Sanitation and Structural Violence

An Indian boy defecates in the open, New Delhi, India

In her article Oh, Shit! Mobile phones more common than toilets, Jen Barr, a student at Emory University earning her masters in global health and her PhD in medical anthropology, discusses the statistic of number of toilets in the world versus number of mobile phones. According to the Copenhagen Concensus report, there are more mobile phones than toilets in the world. This staggering fact demonstrates the significant increase and prevalence of mobile phones in commercialized areas and the lack of sanitation and treatment facilities around the world.

Barr discusses the problems associated with the treatment of wastes around the world: “In places like China, Tanzania, Kenya, Bangladesh, and India, waste is often handled by other humans with limited or no protection, leaving them at risk for a plethora of diseases and conditions and subjecting them to intense social stigma” (Barr).. According to Barr: “an estimated 2.5 billion people lack access to safe sanitation, and over 1.1 people defecate in the open” (Barr).
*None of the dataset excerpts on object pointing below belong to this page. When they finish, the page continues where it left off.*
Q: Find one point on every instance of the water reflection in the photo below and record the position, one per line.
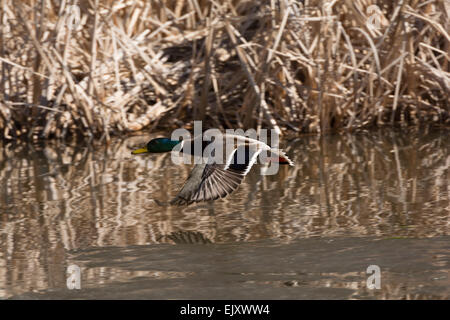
(57, 198)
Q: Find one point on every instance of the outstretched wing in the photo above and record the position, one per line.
(208, 182)
(213, 181)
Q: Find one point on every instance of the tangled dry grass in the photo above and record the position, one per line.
(101, 67)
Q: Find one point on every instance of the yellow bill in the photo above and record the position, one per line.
(138, 151)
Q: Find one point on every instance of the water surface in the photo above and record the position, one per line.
(379, 197)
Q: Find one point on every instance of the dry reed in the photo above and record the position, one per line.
(96, 68)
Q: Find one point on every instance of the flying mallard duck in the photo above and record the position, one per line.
(213, 180)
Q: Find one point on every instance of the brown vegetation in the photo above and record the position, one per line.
(101, 67)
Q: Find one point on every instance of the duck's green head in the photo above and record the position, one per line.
(158, 145)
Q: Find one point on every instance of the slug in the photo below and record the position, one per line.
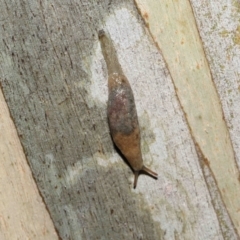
(121, 111)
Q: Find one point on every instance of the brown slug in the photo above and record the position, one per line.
(121, 111)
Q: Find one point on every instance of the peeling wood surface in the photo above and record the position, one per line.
(54, 80)
(182, 49)
(23, 214)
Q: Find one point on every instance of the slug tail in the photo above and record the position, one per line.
(150, 172)
(136, 174)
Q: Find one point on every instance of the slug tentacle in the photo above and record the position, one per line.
(121, 111)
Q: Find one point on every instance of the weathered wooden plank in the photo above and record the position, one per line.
(55, 82)
(174, 30)
(23, 213)
(218, 24)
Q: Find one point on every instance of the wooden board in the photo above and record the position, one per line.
(54, 79)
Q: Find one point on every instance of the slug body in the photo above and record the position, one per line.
(121, 111)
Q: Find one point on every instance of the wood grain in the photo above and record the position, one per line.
(54, 80)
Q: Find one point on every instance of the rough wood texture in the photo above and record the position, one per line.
(22, 212)
(54, 80)
(197, 94)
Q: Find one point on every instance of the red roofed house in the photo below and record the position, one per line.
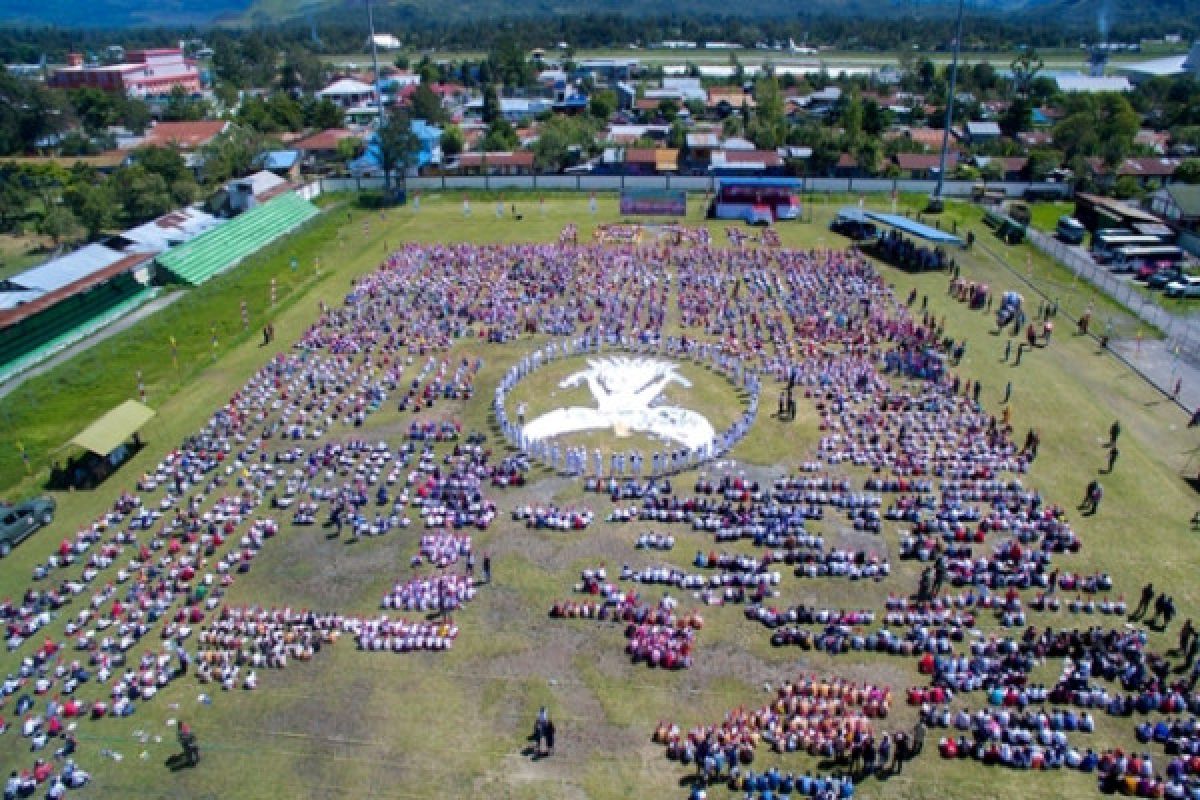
(185, 136)
(846, 167)
(762, 162)
(1012, 167)
(496, 163)
(1145, 170)
(147, 73)
(923, 166)
(450, 94)
(323, 145)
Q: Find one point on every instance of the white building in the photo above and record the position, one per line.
(1165, 67)
(1079, 82)
(387, 42)
(348, 92)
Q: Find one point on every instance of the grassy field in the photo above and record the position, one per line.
(1054, 59)
(454, 725)
(18, 253)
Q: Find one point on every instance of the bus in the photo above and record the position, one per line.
(755, 199)
(1129, 259)
(1107, 242)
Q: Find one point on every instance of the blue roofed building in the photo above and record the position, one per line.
(429, 152)
(285, 163)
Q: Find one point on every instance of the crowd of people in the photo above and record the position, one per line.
(933, 462)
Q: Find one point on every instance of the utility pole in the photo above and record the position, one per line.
(935, 202)
(375, 80)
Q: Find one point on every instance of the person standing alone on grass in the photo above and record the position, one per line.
(1147, 595)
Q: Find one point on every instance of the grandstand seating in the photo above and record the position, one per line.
(61, 318)
(220, 248)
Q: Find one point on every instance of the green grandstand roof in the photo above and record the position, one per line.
(223, 246)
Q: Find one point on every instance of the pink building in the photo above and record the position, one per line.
(145, 73)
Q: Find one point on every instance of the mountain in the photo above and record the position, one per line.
(120, 13)
(137, 13)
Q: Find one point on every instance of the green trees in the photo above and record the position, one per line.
(59, 223)
(1025, 68)
(1018, 116)
(183, 107)
(232, 152)
(426, 106)
(29, 112)
(322, 113)
(1188, 172)
(491, 109)
(301, 70)
(142, 193)
(558, 137)
(94, 204)
(453, 140)
(603, 104)
(768, 130)
(501, 136)
(1097, 125)
(397, 146)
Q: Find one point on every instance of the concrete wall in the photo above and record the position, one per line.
(687, 182)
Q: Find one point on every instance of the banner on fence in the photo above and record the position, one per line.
(654, 203)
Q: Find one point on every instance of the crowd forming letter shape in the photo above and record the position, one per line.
(625, 390)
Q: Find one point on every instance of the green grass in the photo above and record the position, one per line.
(1045, 215)
(18, 253)
(709, 395)
(454, 725)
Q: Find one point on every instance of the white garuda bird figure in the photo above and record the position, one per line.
(625, 390)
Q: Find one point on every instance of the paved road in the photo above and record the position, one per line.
(1158, 364)
(124, 323)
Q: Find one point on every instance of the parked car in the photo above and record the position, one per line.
(18, 522)
(1071, 230)
(1146, 270)
(1186, 287)
(856, 229)
(1159, 280)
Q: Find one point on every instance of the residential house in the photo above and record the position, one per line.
(639, 161)
(701, 146)
(493, 163)
(514, 109)
(727, 100)
(147, 73)
(1036, 138)
(1147, 172)
(322, 146)
(690, 89)
(928, 138)
(429, 151)
(348, 92)
(631, 133)
(747, 162)
(1081, 83)
(847, 167)
(1180, 205)
(1012, 167)
(185, 136)
(285, 163)
(981, 132)
(924, 166)
(1155, 140)
(607, 71)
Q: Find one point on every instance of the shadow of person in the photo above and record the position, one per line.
(177, 762)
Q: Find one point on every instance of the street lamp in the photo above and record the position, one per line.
(935, 200)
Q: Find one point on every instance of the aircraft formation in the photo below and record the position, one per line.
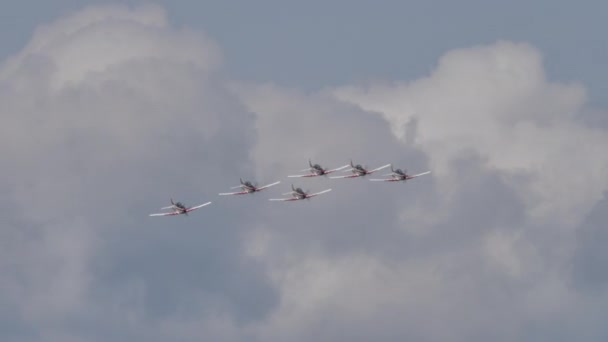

The exposure of people to these diseases and the poor infrastructure of their home countries present a form of structural violence. The countries affected are simply not equipped to deal with the large population of people dealing with sanitation policies. As described in’s article Sanitation in India: The Final Frontier public health is a large issue: “Open defecation is disastrous when practised by groups in close contact with each other. Because India’s population is huge, growing rapidly and densely settled, it is impossible even in rural areas to keep human faeces from crops, wells, food and children’s hands. Ingested bacteria and worms spread diseases, especially of the intestine”. In conclusion, the world is in need of safer sanitation processes that prevent the spread of diseases; potentially the numerous cell phones of the world could be used to spread the word about this global issue.